National murder rates 1960-2020

Your argument confuses stocks and flows. The flow of guns went up by about 50% over 2020. The stock of guns went up much less. Wikipedia says there are about 400 million guns in the US. That means that in 2019, when people bought about 14 million guns, the total number of guns was going up about 3.5% (and murder was low). In 2020, when people instead bought about 22 million guns, the total number of guns went up 5.5%, so about 2 percentage points more than in a normal year.

So this theory requires us to believe that number of guns increasing 3.5% every year from 2015 - 2020 had no effect on the murder rate, but that guns going up 5.5% in 2020 had a very strong effect on the murder rate. Specifically, an extra two percent increase in guns must lead to a 30% increase in murder rates. Why would we believe that?

One reason might be if the people buying guns in 2020 were very different from the people buying guns in previous years. For example, if previous gun buyers were collectors who had 100 guns each, but 2020 gun owners were new buyers getting their first gun, then the share of people with at least one gun would go up by more than 2% over an average year.

Miller, Zhang, and Azrael (2021) explores this question and find the opposite:

The people buying new guns are mostly (~80%) people who have guns already. This varies a bit by time period but other periods (the beginning of the pandemic and the 1/6 insurrection) were more disproportionately new gun owners than the June period when homicides started to spike.

This also shows that the largest month-over-month increases in gun purchases, both new and total, were March 2020 and January 2021. There was no sudden homicide spike associated with either of these months, only May/June 2020.

Finally, guns are usually more correlated with suicide deaths than with homicide deaths, but there was no spike in suicides at the same time as the murder spike. This is what you’d expect given that the number of guns only increased by 2% over trend - a completely invisible effect on suicide. Unrelatedly, homicides rose by 30%.

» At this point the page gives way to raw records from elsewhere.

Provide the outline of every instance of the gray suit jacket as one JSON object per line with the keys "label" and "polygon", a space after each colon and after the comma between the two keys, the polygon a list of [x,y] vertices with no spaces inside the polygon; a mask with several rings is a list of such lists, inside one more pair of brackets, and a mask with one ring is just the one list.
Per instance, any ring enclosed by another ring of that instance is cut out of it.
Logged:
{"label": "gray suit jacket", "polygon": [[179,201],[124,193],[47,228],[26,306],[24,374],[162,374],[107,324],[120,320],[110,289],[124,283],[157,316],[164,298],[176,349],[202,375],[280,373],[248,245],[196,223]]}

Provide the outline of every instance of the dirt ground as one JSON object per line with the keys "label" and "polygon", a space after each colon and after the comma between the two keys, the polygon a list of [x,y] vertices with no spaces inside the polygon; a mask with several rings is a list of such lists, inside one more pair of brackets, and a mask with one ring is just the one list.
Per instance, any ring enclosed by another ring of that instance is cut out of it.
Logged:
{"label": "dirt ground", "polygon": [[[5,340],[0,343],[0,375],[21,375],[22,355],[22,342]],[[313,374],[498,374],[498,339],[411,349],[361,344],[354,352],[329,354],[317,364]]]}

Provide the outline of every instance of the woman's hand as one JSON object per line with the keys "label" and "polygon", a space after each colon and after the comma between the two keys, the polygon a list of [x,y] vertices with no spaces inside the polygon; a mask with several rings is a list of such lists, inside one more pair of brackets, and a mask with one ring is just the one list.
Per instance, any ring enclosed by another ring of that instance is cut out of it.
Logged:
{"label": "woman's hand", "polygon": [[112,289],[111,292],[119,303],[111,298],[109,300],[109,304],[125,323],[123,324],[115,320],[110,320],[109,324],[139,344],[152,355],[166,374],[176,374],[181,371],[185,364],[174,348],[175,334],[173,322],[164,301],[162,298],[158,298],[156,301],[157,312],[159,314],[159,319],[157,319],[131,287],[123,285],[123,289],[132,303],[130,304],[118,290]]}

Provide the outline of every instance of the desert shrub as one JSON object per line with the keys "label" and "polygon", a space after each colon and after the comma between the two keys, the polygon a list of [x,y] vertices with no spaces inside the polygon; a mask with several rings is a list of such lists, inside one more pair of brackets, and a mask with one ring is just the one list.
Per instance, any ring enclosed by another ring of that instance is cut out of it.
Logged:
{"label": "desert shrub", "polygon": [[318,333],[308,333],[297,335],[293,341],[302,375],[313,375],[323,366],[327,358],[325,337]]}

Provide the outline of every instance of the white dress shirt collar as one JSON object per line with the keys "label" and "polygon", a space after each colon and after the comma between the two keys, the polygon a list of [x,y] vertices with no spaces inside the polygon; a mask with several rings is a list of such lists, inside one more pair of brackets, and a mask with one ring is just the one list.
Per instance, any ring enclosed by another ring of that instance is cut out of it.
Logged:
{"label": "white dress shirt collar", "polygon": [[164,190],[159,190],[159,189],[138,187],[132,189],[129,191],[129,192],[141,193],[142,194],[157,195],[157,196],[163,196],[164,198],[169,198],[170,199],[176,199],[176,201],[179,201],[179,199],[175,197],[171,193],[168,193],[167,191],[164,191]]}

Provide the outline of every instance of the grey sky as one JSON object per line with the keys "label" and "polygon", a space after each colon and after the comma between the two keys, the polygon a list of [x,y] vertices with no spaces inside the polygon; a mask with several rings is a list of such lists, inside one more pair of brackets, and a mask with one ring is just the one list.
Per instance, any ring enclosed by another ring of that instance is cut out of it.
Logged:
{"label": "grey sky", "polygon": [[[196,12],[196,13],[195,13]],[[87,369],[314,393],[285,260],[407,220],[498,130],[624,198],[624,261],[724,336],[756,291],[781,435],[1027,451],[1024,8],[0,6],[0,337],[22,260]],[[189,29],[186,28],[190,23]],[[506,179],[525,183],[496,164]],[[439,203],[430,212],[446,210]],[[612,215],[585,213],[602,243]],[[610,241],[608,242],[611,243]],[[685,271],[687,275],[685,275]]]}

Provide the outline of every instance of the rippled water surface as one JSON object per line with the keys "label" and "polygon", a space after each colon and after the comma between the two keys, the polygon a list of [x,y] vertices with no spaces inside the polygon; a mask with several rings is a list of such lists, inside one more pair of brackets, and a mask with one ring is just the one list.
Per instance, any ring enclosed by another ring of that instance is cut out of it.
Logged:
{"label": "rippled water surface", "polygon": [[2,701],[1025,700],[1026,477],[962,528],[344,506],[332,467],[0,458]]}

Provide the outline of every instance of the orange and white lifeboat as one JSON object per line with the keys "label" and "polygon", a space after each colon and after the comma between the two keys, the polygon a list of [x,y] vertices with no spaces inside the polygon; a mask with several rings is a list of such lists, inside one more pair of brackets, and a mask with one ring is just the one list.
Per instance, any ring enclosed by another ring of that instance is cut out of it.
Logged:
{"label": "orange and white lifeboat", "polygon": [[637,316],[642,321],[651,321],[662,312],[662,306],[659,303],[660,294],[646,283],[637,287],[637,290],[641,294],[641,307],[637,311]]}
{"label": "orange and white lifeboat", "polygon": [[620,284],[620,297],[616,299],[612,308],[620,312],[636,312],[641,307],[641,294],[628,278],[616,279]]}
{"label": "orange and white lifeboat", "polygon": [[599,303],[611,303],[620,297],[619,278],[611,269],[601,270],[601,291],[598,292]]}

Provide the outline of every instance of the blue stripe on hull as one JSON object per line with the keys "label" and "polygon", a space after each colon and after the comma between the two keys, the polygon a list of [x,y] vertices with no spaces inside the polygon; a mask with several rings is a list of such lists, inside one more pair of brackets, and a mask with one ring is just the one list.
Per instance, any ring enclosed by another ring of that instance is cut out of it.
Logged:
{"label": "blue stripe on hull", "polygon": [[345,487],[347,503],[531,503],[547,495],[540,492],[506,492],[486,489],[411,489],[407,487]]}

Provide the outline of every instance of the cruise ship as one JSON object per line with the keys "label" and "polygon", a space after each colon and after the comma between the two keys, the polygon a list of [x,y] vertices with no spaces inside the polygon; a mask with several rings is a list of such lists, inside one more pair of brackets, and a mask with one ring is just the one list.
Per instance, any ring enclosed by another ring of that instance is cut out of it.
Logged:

So the gun hypothesis requires that:

Crime tracks the flow, rather than the stock, of guns. …so a 2% increase in guns can cause a 30% increase in homicides. …even when only a fifth of those guns are going to people who don’t have guns already. For some reason, an earlier larger spike in gun purchases (March 2020) and a later larger spike in gun purchases (January 2021) failed to have any detectable effect on homicide rates, but the comparatively small spike in June 2020 immediately (ie within less than a week) caused homicide rates to rise 30%. A secular 20-year tripling of yearly gun purchases also failed to affect the homicide rate, or was disguised by an exactly equal counter-trend. Although usually rising gun ownership increases suicide somewhat more than homicide, this time and this time alone it increased only homicide.

None of this seems very plausible to me.